Matrix-assisted laser desorption/ionization time-of-flight mass spectrometry (MALDI-TOF MS) is a valuable tool for rapid bacterial detection and identification but is limited by the need for relatively high cell count samples, which have been grown under strictly controlled conditions. These requirements can be eliminated by the natural infection of a viable bacterial species of interest with a host-specific phage. This produces a rapid increase in phage protein concentrations in comparison to bacterial concentrations, which can in turn be exploited as a method for signal amplification during MALDI-TOF MS. One drawback to this approach is the requirement for repetitive, time-consuming sample preparation and analysis applied over the course of a phage infection to monitor phage concentrations as a function of time to determine the MALDI-TOF MS detection limit. To reduce the requirement for repeated preparation and analysis, a modified phage therapy model was investigated as a means for predicting the time during a given phage infection when a detectable signal would occur. The modified model used a series of three differential equations composed of predetermined experimental parameters including phage burst size and burst time to predict progeny phage concentrations as a function of time. Using Yersinia pestis with plague diagnostic phage φA1122 and Escherichia coli with phage MS2 as two separate, well-characterized model phage-host pairs, we conducted in silico modeling of the infection process and compared it with experimental infections monitored in real time by MALDI-TOF MS. Significant agreement between mathematically calculated phage growth curves and those experimentally obtained by MALDI-TOF MS was observed, thus verifying this method's utility for significant time and labor reduction.

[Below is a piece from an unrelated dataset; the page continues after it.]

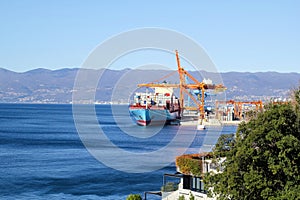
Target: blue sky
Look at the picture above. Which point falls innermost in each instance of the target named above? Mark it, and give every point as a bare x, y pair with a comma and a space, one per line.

机译:基质辅助激光解吸/电离飞行时间质谱(MALDI-TOF MS)是用于快速检测和鉴定细菌的有价值的工具,但受限于对细胞数量相对较高的样品的需求,这些样品必须在严格控制下生长条件。通过用宿主特异性噬菌体自然感染感兴趣的活细菌物种,可以消除这些要求。与细菌浓度相比,这会使噬菌体蛋白浓度迅速增加,这又可以用作MALDI-TOF MS期间信号放大的方法。这种方法的一个缺点是需要在噬菌体感染过程中进行重复,费时的样品制备和分析,以监测作为时间函数的噬菌体浓度,以确定MALDI-TOF MS检测限。为了减少重复制备和分析的需求,研究了一种改良的噬菌体治疗模型,作为预测在给定噬菌体感染期间会出现可检测信号的时间的手段。修改后的模型使用了一系列由预定的实验参数(包括噬菌体爆发大小和爆发时间)组成的三个微分方程来预测子代噬菌体浓度随时间的变化。使用鼠疫耶尔森氏菌和鼠疫诊断噬菌体φA1122和大肠杆菌和噬菌体MS2作为两个单独的,特征明确的模型噬菌体-宿主对,我们对感染过程进行了计算机模拟,并将其与通过MALDI-TOF实时监测的实验感染进行了比较多发性硬化症。观察到数学计算的噬菌体生长曲线与MALDI-TOF MS实验获得的曲线之间存在显着一致性,从而证明了该方法在节省大量时间和劳动力方面的效用。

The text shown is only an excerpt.